• To celebrate Safer Internet Day (Feb 6), we spoke with international model and mental health advocate Jada Sezer.

    When Sezer is not breaking new ground as the face of global fashion brands like Nike, ASOS and L’Oréal, she helps build self-confidence and body positivity skills in young people. Today, she met with a group of enthusiastic girls aged 10–12 to talk about staying safe online, defeating online trolls, dreaming big and staying determined. Afterwards, Sezer talked to us about some of the challenges young people face in a digital world, in which social media distorts our perception of reality.

    Save the Children: As someone who is active on social media, what tips do you have for young people for staying safe online?

    Jada Sezer: Don’t share any personal information, make sure your parents are always checking in with you and that they have access to your passwords and your accounts. Don’t talk to anybody that you don’t know – that’s a big thing – even if they might seem like a young kid in their online persona. Be wary and steer clear unless you know someone personally. And if something just doesn’t feel right, tell someone about it and block and ignore that account.

    How do you deal with negative comments or trolling from people online? What advice do you have for young people facing negativity or bullying online?

    When you put yourself out there online, you’re always going to get the good with the bad. I do get the occasional negative comment like “you’re fat!”, “you’re ugly”, “you’re just a model and you don’t know what you’re talking about”. I’ve done a lot of work offline that helps me maintain a strong backbone. I don’t put a lot of energy into the way I look and I also do a lot of self-development. I’ve got a good family, good friends, I know who I am as a person, and my online persona isn’t the entirety of who I am. All this helps me to maintain my core values and my integrity so that I won’t be knocked over by one fickle comment. Usually it’s people who are looking for a reaction and who are unhappy [that make those sorts of negative remarks], so I tend to try and respond in a positive way to help them and engage them in some way given they are clearly looking for that reaction. I try to always keep a clear head even though it is hard not to take a comment personally, and sometimes it does hurt.
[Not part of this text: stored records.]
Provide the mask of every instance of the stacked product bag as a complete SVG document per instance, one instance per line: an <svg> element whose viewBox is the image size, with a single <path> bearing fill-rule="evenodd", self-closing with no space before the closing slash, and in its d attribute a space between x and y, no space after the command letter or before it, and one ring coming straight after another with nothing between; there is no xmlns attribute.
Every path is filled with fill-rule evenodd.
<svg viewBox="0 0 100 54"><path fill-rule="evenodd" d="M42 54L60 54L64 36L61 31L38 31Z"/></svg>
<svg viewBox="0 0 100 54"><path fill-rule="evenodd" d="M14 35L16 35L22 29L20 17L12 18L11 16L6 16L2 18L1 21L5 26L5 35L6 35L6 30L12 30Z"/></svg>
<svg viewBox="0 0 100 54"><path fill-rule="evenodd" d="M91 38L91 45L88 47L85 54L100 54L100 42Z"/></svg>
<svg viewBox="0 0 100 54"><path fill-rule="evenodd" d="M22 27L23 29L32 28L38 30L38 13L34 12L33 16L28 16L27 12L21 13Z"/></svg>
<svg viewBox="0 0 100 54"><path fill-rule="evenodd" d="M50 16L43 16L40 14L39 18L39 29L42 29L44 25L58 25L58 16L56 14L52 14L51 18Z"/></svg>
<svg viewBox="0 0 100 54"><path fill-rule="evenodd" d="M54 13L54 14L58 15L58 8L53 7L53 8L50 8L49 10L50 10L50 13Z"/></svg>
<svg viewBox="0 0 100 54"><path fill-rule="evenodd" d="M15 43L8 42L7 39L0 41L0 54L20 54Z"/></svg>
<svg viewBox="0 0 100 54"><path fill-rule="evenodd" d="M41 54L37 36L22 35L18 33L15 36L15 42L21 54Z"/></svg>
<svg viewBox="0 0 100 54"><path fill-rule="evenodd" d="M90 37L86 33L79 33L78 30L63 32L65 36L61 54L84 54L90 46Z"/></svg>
    You recently shared a post on Instagram suggesting that people portray themselves online in a way that doesn’t always reflect reality. How can young people keep a sense of perspective when they’re constantly bombarded with social media and unrealistic digital content?

    We’re showered with Insta-bloggers, models and superficial images, and we’re scrolling through and forgetting the humanity of the world that we live in. For me that post was a reality check – we need to pull ourselves up and know that the lavish lifestyle some people are living isn’t real. These #CoupleGoals [people] aren’t as happy as they pretend to be. It’s so easy to get swept up in that, but we need reminders constantly to just keep it real.

    Gratitude came up quite a bit in the workshop. What does gratitude mean to you and why is it so important today?

    Gratitude is something that helps me to be a centred person when I feel a bit lost, under pressure or stressed. It brings everything back to what really matters. It’s not something that someone can buy for you. It’s all the things that we often forget about like the love that our families have for us or the empathy we have for our friends. These things can’t tangibly be put somewhere to look at as a reminder, so keeping a gratitude list is great. Having it and reflecting on it from time to time allows you to look at your life and remember how great it can be.